She hurried to the closet. It wasn't rational, and it was most likely an over-reaction, but she didn't care. She wanted her little girl with her today.

Looked like Vicky would get a second day off this week.

Gia's hand stopped in midreach for her coat.

A second day off… like yesterday. The explosion had occurred the night before, and Jack had been intent on keeping Vicky out of school. He'd said it was because he was leaving, but had there been more to it? In the demimonde he moved through he often picked up rumors and tidbits of news before they hit the papers.

She'd have to ask him when he got back.
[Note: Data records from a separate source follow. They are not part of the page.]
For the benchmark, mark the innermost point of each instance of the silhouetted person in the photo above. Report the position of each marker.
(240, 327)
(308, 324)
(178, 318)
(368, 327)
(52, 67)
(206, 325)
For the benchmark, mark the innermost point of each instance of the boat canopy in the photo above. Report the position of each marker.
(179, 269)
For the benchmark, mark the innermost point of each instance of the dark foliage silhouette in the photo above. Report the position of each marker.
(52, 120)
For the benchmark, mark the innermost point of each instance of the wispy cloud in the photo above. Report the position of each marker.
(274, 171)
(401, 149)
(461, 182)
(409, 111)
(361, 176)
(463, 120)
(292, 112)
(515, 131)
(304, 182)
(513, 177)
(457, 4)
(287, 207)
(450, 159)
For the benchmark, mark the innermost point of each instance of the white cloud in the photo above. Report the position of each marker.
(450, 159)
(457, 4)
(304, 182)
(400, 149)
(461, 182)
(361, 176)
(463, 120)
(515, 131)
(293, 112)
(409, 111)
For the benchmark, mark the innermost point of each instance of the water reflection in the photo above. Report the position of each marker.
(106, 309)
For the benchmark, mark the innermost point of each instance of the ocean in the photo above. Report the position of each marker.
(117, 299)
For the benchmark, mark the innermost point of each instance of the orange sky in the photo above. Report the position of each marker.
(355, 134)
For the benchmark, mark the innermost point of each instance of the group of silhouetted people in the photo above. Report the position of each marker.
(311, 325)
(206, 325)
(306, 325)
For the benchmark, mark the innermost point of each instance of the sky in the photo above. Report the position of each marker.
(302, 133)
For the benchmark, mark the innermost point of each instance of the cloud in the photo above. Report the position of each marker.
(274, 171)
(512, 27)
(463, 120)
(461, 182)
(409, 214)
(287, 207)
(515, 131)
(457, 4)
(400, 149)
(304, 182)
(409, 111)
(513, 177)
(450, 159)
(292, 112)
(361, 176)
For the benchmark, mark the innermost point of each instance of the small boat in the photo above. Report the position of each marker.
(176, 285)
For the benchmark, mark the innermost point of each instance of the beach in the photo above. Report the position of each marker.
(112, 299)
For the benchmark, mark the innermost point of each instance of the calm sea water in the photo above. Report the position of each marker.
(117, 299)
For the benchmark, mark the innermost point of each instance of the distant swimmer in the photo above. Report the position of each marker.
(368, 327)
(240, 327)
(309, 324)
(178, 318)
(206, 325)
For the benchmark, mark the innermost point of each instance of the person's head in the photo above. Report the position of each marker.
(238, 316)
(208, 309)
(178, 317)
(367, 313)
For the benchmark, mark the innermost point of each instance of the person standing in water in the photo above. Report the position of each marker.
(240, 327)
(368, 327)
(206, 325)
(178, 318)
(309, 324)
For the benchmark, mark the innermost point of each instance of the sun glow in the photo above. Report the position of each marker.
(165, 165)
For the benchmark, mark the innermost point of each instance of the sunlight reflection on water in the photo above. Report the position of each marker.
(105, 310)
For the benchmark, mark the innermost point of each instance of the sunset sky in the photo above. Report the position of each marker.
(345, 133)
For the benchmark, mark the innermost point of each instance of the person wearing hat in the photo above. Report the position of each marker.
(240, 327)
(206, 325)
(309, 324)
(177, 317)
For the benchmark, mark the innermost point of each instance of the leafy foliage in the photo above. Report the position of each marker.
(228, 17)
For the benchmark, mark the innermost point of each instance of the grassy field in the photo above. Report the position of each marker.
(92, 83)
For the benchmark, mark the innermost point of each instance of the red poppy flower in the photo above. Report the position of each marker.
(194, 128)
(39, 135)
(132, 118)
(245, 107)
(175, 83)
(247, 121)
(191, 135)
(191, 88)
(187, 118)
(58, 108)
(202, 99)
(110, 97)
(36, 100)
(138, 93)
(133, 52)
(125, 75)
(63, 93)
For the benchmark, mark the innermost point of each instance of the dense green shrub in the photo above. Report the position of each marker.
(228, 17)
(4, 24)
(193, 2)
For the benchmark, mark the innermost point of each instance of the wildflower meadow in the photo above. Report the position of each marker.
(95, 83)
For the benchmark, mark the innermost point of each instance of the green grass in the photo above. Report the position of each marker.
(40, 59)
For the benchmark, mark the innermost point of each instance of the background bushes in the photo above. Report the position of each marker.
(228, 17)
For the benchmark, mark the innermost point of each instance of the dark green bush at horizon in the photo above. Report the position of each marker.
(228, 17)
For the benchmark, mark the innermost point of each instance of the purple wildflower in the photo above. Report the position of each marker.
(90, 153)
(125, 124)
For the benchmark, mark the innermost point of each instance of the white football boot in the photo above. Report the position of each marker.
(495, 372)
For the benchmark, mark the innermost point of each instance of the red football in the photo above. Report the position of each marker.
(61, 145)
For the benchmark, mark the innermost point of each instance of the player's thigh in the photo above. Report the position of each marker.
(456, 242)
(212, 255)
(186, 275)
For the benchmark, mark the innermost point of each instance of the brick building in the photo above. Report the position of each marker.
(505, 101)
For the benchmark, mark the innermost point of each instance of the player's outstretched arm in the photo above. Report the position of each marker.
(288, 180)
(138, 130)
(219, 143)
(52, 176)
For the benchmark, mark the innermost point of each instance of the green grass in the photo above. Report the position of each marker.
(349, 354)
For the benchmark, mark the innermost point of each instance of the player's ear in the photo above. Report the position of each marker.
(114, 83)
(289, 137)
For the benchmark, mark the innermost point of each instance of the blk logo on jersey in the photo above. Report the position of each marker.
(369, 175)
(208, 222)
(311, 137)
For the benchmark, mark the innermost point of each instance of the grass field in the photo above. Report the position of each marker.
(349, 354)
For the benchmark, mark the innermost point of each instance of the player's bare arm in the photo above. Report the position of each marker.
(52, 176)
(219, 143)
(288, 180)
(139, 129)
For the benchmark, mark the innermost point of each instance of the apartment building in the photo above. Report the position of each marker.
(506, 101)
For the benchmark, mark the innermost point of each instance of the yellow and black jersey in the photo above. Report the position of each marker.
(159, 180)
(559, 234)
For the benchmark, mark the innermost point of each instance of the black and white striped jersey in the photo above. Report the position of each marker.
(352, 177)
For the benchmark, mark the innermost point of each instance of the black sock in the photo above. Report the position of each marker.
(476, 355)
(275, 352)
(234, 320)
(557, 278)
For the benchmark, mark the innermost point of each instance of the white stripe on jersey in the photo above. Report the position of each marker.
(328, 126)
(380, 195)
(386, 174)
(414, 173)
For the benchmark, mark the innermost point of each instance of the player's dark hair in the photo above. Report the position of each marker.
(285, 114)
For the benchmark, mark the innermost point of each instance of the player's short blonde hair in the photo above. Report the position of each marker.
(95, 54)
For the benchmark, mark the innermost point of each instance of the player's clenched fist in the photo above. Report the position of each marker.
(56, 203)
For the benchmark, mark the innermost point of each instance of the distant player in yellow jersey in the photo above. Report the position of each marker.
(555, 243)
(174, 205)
Right now she was going to catch a cab and head for Vicky's school.

8

As Jack waited for his bag, he couldn't help thinking of the last time he'd been in a baggage-claim area… how he'd left to get the car… how he'd returned to a charnel house.

But that had been LaGuardia and this was Atlantic City International: pretty far down on the list of terror targets, he imagined. Still he couldn't wait to get back to the car and wrap his fingers around the grip of his Clock.

He found his bag and carried it to his car. He dropped it in the trunk, opened it, and removed the Altoids tin he'd bought at a convenience store near the airport.

The first thing he did when he got behind the wheel was check for the Glock in the clip under the front seat. Still there. He patted it. Welcome home.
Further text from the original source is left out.